Project Lead: Qiaoyun Peng, Department of Atmospheric Sciences
eScience Liaisons: Amanda Tan and Rob Fatland
Carbon and energy exchanges between the terrestrial biosphere and the atmosphere are important drivers of the Earth’s climate system. The net carbon exchange results from a balance between ecosystem uptake (photosynthesis) and losses (respiration), which could be measured and quantified by eddy covariance flux method. Monitoring, mapping and modeling of carbon fluxes in different terrestrial ecosystems are essential for understanding the contribution of these ecosystems to the regional carbon budget. This information will be particularly useful for decision making regarding various carbon-related climate change mitigation strategies.

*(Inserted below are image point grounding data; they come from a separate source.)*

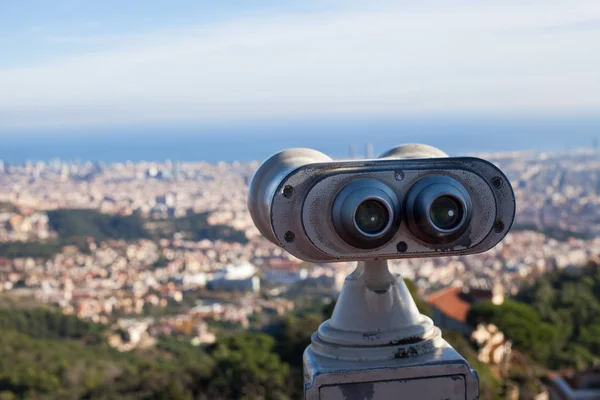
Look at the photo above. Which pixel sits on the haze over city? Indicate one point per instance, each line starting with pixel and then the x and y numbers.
pixel 130 265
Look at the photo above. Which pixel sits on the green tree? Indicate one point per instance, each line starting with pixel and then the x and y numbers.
pixel 247 368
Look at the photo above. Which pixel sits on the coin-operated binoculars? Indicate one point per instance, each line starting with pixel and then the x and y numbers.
pixel 413 201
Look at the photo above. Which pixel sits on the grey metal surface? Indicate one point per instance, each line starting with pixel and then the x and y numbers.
pixel 267 179
pixel 308 213
pixel 441 374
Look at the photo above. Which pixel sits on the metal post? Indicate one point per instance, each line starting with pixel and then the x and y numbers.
pixel 378 346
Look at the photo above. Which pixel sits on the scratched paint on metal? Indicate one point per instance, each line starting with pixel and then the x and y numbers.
pixel 438 388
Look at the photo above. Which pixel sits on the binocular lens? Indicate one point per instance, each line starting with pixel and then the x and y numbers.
pixel 371 217
pixel 446 212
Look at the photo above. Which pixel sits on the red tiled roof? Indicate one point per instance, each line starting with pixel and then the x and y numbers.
pixel 450 302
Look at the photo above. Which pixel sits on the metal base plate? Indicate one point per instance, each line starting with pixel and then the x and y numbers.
pixel 440 374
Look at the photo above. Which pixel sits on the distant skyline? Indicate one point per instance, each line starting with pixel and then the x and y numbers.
pixel 82 66
pixel 244 142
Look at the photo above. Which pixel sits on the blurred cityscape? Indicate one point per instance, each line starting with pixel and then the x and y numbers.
pixel 162 249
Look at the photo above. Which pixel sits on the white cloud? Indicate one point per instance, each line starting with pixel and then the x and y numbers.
pixel 495 58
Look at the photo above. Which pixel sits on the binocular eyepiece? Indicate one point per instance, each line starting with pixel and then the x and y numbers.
pixel 413 201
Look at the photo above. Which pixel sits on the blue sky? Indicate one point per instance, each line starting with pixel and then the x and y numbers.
pixel 79 63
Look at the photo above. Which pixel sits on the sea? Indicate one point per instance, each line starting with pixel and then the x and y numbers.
pixel 257 141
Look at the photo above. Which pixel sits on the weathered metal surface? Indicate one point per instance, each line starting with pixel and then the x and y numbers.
pixel 440 388
pixel 308 212
pixel 438 375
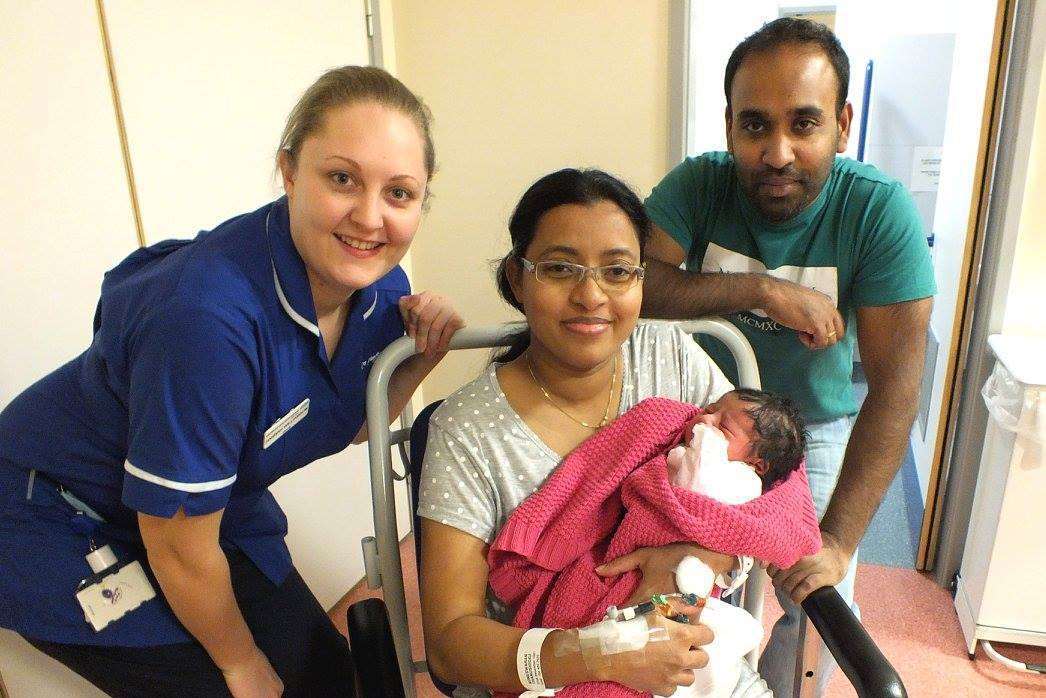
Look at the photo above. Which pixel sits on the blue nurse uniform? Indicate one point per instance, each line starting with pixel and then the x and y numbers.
pixel 206 380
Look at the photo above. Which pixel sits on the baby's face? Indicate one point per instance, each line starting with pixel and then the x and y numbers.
pixel 730 417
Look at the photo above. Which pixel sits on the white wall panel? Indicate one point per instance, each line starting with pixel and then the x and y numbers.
pixel 206 86
pixel 66 209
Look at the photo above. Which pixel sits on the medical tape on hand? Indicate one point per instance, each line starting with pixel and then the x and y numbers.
pixel 528 662
pixel 609 637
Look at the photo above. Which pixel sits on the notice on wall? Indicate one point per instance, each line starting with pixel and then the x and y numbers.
pixel 926 169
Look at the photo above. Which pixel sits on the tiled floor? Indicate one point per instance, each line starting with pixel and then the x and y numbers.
pixel 911 620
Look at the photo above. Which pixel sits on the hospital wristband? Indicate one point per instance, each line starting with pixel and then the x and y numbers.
pixel 528 662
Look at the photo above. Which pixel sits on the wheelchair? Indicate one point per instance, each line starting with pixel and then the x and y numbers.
pixel 379 630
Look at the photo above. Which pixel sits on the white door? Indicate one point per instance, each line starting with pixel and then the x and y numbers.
pixel 67 219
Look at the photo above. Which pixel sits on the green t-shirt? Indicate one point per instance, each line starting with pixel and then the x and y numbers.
pixel 861 242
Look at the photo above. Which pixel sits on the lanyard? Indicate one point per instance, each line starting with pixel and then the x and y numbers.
pixel 87 519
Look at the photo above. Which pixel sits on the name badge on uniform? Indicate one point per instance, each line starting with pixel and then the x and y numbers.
pixel 283 424
pixel 115 595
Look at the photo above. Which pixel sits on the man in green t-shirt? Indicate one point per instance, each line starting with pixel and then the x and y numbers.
pixel 805 253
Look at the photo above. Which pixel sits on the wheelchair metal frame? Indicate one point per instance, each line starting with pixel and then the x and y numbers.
pixel 869 673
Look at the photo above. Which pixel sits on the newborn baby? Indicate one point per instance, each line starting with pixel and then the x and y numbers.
pixel 737 449
pixel 740 447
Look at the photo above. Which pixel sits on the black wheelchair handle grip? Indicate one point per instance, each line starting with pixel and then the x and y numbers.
pixel 864 665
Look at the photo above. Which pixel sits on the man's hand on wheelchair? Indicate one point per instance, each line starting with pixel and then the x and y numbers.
pixel 826 567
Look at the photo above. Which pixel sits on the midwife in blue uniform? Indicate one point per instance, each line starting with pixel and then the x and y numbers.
pixel 218 365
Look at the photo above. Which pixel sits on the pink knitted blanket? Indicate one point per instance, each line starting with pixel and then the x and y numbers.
pixel 612 496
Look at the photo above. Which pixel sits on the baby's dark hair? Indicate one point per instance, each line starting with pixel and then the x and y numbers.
pixel 782 432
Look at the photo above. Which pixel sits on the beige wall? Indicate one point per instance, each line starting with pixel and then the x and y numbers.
pixel 519 90
pixel 1025 314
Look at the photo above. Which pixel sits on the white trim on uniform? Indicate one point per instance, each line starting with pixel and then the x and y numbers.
pixel 370 310
pixel 172 485
pixel 290 311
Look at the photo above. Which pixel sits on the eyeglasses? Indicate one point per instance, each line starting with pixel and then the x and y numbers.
pixel 612 278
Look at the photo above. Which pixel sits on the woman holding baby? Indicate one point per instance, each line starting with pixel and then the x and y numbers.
pixel 575 271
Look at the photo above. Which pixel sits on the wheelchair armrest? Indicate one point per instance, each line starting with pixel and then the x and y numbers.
pixel 867 669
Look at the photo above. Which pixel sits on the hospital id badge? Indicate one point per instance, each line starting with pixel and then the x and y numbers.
pixel 115 595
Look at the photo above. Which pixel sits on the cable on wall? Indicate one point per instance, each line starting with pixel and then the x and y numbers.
pixel 120 127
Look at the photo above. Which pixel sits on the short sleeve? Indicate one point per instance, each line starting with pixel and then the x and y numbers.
pixel 893 263
pixel 673 204
pixel 705 382
pixel 191 387
pixel 454 490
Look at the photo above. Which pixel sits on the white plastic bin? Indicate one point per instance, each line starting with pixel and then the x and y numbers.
pixel 1000 585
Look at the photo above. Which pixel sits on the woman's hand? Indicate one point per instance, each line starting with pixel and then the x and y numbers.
pixel 431 320
pixel 253 678
pixel 663 665
pixel 658 567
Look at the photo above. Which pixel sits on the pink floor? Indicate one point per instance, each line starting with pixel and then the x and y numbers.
pixel 913 623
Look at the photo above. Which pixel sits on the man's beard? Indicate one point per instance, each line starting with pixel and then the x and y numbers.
pixel 779 209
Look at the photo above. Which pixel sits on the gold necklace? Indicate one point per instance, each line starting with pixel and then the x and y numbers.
pixel 610 398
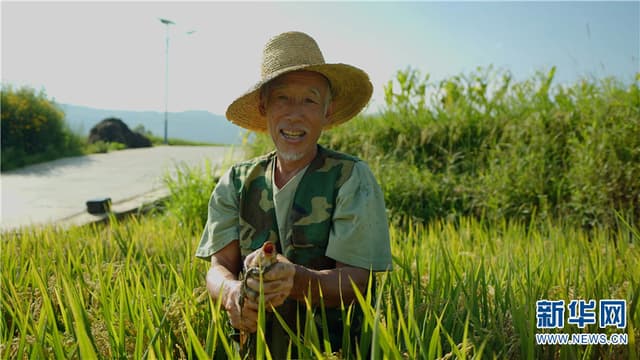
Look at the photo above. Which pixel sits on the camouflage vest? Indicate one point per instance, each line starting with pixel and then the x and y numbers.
pixel 306 242
pixel 311 213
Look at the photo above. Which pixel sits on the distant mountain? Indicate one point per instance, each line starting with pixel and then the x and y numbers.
pixel 201 126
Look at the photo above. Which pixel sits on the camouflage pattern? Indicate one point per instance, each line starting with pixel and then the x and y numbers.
pixel 306 241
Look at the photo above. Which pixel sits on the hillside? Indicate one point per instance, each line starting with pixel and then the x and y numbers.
pixel 200 126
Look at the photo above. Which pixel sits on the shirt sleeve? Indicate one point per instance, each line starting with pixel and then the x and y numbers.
pixel 223 224
pixel 360 233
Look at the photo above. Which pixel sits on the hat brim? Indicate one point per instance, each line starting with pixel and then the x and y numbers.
pixel 350 86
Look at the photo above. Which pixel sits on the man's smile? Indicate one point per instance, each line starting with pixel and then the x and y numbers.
pixel 293 135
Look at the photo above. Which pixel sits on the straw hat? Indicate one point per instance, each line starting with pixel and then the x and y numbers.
pixel 291 51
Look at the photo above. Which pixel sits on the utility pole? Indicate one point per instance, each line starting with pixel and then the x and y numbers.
pixel 166 79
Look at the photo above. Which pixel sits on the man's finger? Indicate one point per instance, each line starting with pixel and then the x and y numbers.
pixel 280 271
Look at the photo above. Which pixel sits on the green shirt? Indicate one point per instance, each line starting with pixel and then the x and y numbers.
pixel 359 234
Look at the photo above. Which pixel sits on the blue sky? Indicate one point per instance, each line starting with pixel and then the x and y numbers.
pixel 111 55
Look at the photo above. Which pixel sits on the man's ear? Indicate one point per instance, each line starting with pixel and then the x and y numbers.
pixel 328 114
pixel 262 108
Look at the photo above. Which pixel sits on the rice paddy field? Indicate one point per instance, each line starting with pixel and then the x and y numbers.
pixel 505 198
pixel 133 289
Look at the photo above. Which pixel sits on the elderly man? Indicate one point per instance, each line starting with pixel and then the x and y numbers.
pixel 323 210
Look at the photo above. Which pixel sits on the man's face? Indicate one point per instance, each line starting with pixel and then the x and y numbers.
pixel 296 113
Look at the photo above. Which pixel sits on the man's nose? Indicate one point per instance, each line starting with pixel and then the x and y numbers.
pixel 295 110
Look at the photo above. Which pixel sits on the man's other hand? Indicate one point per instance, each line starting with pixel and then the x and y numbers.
pixel 277 283
pixel 245 319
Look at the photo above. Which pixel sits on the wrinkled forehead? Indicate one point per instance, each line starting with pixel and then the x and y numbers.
pixel 314 80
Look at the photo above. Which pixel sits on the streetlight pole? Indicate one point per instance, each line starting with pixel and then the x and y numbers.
pixel 166 79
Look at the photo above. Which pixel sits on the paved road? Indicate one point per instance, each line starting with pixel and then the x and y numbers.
pixel 56 190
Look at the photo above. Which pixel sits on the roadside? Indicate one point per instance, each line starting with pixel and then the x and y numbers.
pixel 57 191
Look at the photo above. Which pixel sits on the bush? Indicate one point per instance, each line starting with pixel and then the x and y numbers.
pixel 33 129
pixel 190 189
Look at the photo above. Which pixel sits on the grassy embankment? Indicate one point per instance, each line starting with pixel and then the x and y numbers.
pixel 496 202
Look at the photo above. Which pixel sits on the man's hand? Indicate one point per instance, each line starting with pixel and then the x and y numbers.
pixel 277 283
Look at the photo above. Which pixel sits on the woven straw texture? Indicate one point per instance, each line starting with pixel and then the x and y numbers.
pixel 291 51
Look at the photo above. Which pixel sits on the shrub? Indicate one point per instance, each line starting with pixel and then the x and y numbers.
pixel 33 129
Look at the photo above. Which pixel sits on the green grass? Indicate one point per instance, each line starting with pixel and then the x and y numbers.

Although CO2 inventory databases offer the potential for estimating the regional ecosystem carbon budgets in some locations, ecological models have proven to be essential tools for expanding the coverage of these data as compared to the dispersed point site measurements. Therefore, modeling of CO2 flux from other micrometeorological variables is vital for large scale assimilation. But the non-linearity of the relationship between CO2 flux and other micrometeorological flux parameters (such as energy fluxes) limits the applicability of process-based carbon flux models to accurately estimate the flux dynamics. The application of data-driven models by machine learning (ML) methods (e.g., artificial neural networks, support vector machines, regression and model trees) provides an empirical model based on the patterns contained in data, and is able to identify the complex non-linear relationship and estimate land surface–atmosphere fluxes from site level to regional or even global scales. This enables us to diagnose the state of the biosphere from observational data streams, which provide valuable insights for local climate variations.